On a steamy hot afternoon in May, my crew gathered at a local park in Fort Lauderdale, Florida. “Can we just get this over with,” I thought. The sun beamed down relentlessly as we busied ourselves getting the gear ready. Suddenly, I heard it – the roar of engines. I looked over my right shoulder at the roadway coming into the park. This was only my second job out of college, and I didn’t have the routine down yet. I hollered for the team to get the footage as ten bikes piled in, one after another. I wondered, “How many of them are women?”
They slowly came to a stop in front of us and put down their kickstands. One by one, their helmets came off, and one by one, ten die hard, passionate female bikers emerged. I watched as a young woman pulled off her full-face helmet and her beautiful blonde hair cascaded down her back. “Wow,” I thought, “I want that energy.”

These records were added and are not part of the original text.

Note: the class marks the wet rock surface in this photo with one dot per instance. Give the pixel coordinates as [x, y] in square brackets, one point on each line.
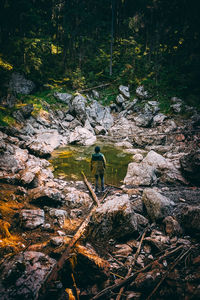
[149, 225]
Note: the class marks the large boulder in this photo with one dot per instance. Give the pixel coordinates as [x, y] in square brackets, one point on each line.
[140, 174]
[177, 104]
[22, 276]
[82, 136]
[42, 144]
[159, 119]
[123, 127]
[23, 113]
[116, 219]
[20, 85]
[151, 107]
[76, 199]
[77, 107]
[99, 115]
[167, 171]
[157, 205]
[190, 166]
[13, 159]
[144, 120]
[46, 196]
[64, 97]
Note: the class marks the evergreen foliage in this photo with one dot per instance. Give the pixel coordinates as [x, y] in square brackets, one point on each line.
[155, 43]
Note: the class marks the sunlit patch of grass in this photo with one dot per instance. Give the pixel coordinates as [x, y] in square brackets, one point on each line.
[5, 118]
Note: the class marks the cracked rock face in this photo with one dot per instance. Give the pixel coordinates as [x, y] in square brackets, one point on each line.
[23, 275]
[157, 205]
[115, 219]
[32, 218]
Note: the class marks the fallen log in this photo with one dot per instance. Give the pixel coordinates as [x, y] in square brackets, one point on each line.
[94, 197]
[134, 275]
[133, 263]
[179, 258]
[53, 276]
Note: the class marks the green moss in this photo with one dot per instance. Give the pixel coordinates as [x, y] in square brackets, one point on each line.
[5, 117]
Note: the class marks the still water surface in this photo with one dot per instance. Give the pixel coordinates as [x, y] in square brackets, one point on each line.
[68, 162]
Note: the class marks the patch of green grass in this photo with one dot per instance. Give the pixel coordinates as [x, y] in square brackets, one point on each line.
[108, 95]
[5, 118]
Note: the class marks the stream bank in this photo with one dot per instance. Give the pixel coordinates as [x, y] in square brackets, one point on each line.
[159, 196]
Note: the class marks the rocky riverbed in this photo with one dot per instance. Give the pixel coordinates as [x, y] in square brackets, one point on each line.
[141, 241]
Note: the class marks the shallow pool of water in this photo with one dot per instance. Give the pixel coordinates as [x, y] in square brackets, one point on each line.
[68, 162]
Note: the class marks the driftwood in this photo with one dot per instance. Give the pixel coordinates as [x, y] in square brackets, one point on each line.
[133, 263]
[79, 233]
[134, 275]
[179, 258]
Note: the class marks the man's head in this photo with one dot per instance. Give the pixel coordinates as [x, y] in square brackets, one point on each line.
[97, 149]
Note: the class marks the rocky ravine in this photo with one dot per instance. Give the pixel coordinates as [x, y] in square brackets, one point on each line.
[159, 201]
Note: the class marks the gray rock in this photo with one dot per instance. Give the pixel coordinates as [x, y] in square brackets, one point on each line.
[13, 160]
[28, 129]
[100, 130]
[76, 199]
[39, 149]
[176, 107]
[28, 175]
[59, 216]
[32, 218]
[64, 97]
[140, 174]
[169, 172]
[172, 227]
[123, 127]
[159, 119]
[141, 93]
[19, 85]
[46, 196]
[190, 166]
[77, 107]
[151, 107]
[120, 99]
[124, 90]
[23, 275]
[99, 115]
[82, 136]
[124, 144]
[138, 157]
[95, 94]
[157, 205]
[115, 219]
[144, 120]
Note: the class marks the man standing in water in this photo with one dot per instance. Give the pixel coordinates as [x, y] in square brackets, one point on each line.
[98, 165]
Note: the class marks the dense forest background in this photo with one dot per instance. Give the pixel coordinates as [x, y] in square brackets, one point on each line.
[82, 43]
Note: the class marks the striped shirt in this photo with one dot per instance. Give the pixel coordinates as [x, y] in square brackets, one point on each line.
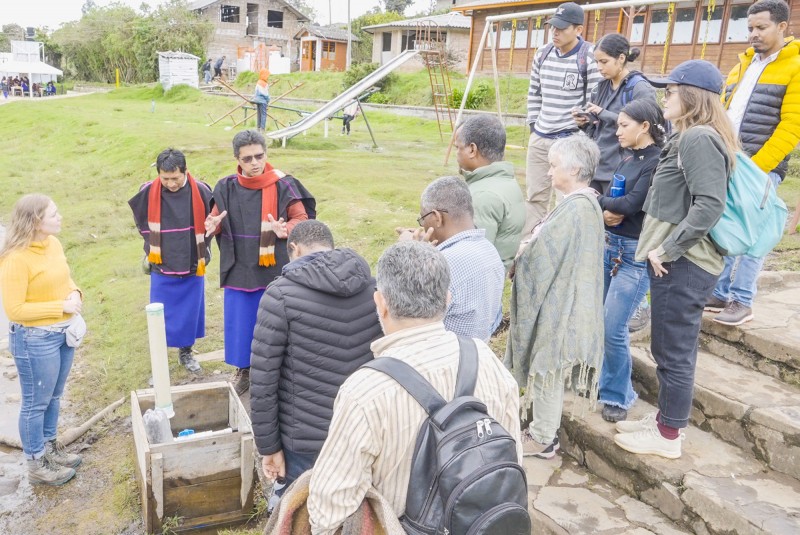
[557, 87]
[477, 279]
[375, 422]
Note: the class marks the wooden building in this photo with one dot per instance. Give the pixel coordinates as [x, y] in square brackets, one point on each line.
[243, 25]
[720, 29]
[323, 48]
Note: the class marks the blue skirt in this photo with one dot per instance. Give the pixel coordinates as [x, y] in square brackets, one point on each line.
[241, 309]
[184, 301]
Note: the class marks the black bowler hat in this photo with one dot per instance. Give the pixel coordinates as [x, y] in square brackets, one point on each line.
[566, 14]
[695, 72]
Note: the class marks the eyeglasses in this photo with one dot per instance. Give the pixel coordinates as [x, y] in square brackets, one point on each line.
[421, 219]
[248, 159]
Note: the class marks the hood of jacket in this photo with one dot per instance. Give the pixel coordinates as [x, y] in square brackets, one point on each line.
[339, 272]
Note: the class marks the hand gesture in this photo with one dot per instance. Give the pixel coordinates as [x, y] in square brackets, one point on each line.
[278, 227]
[611, 219]
[212, 222]
[658, 269]
[274, 466]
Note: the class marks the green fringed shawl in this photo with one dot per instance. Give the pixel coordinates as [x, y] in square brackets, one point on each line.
[557, 302]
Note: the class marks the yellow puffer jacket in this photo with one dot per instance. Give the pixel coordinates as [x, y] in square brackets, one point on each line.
[770, 128]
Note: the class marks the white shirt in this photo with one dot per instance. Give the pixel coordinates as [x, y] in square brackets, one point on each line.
[744, 89]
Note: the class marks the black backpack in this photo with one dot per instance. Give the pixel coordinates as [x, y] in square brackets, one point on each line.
[465, 478]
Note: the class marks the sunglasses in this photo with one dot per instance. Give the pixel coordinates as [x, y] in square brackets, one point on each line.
[248, 159]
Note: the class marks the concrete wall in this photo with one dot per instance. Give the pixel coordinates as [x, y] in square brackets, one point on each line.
[228, 37]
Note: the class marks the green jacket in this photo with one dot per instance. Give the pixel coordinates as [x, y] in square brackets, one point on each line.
[499, 206]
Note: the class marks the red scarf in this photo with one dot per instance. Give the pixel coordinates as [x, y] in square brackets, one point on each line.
[269, 205]
[154, 223]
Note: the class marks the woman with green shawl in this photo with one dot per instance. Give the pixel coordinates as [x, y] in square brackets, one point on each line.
[556, 333]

I spent the next hour interviewing each of them encountering women with a real sense of self who emanated beauty. It was pretty rebel in that day for a woman to step away from the kids for a while and do what she loved. As an impressionable 25-year-old looking for her place in the world, I saw pioneers. Soon after, I was invited to take the Motorcycle Safety Foundation course for free as a journalist. When I threw my leg over that bike and gunned the throttle, I was hooked.

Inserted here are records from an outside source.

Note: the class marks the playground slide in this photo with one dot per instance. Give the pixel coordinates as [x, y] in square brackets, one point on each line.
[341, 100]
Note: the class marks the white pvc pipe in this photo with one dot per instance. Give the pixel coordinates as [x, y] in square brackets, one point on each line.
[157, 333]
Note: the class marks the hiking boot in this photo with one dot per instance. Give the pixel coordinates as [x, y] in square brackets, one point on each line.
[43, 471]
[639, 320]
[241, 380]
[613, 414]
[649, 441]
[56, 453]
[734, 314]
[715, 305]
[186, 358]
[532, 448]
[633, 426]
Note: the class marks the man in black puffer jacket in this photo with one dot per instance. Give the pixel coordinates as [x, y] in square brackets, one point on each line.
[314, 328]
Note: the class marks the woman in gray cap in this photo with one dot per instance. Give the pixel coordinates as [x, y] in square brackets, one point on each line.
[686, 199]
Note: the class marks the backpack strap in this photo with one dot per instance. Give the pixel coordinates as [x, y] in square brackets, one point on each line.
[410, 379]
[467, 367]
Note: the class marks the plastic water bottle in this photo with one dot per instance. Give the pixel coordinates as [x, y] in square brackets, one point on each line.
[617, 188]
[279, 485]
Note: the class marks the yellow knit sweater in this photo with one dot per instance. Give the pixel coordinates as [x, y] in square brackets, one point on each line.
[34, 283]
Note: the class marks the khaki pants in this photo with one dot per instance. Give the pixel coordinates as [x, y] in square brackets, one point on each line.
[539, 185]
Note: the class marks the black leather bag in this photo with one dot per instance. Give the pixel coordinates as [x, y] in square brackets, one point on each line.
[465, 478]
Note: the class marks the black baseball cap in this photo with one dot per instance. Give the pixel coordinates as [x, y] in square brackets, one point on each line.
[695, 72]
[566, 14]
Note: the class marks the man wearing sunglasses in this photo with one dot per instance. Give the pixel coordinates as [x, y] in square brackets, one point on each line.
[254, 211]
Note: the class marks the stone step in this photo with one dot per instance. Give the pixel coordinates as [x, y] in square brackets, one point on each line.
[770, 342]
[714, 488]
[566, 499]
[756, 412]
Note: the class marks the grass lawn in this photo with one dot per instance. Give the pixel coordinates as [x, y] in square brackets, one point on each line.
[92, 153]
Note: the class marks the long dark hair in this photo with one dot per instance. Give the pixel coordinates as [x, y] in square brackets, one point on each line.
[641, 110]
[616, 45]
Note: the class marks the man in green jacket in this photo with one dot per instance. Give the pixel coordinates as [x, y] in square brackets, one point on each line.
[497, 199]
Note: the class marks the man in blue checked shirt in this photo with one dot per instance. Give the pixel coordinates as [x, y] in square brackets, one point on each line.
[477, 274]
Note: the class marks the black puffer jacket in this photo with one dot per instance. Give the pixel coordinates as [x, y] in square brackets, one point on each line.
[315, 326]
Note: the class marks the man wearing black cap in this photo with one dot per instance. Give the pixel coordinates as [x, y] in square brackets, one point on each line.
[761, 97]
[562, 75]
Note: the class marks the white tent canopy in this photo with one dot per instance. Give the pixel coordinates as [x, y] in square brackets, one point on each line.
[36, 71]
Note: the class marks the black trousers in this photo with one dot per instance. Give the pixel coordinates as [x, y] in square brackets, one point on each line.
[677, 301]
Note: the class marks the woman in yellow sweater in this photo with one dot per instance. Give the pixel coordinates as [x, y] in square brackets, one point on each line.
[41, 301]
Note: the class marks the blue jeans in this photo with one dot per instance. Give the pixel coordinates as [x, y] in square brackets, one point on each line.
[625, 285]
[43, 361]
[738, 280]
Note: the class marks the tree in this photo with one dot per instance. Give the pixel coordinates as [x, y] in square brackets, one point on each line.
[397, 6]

Over the years, I gained a national reputation as a producer in the motorcycle industry. I covered the Love Ride, Arizona Bike Week, and Sturgis. I interviewed celebrity riders like Stephen Baldwin for EXTRA, bringing motorcycle stories to the forefront. When the prestigious Sturgis Motorcycle Museum Hall of Fame began looking to highlight a woman, I was right there.
The Sturgis Motorcycle Rally takes place during the first and second week of August every year. I arrived in 2001 with my future husband beside me, not just as a journalist this time, but as an inductee. The event began with breakfast outside, before moving into the armory. The stifling heat surrounded us, me wearing my biker jeans and a cute little velvet brown shirt. I found myself in good company, sitting at the dais in front of the audience beside senators from Colorado and Wisconsin who were also getting inducted.
In time, this event would become much more formalized, taking place at a fancy hotel with all the modern technology, but back then no one shot video or took pictures. My friend snapped a single, grainy photo with my little Canon Sure Shot as I delivered my speech. One of the only women in a room full of men who represented the who’s who of the motorcycle industry, my confidence soared. “I have to live up to this,” I thought. I knew what I offered, and I knew I could hold my own.
The officials went on to create a formalized wall of honorees at the Sturgis Motorcycle Museum Hall of Fame. To this day, my plaque hangs on the wall among the class of 2001. That moment springboarded my career.
For nearly a decade after my first encounter at that park in Fort Lauderdale, I continued to ride as a hobby, freelancing on the side for motorcycle magazines. I went from Good Morning America to E! Entertainment Television, and finally to the show EXTRA. Then, one day, an opportunity arose. I took a job to turn around a fledgling publication called Asphalt Angels.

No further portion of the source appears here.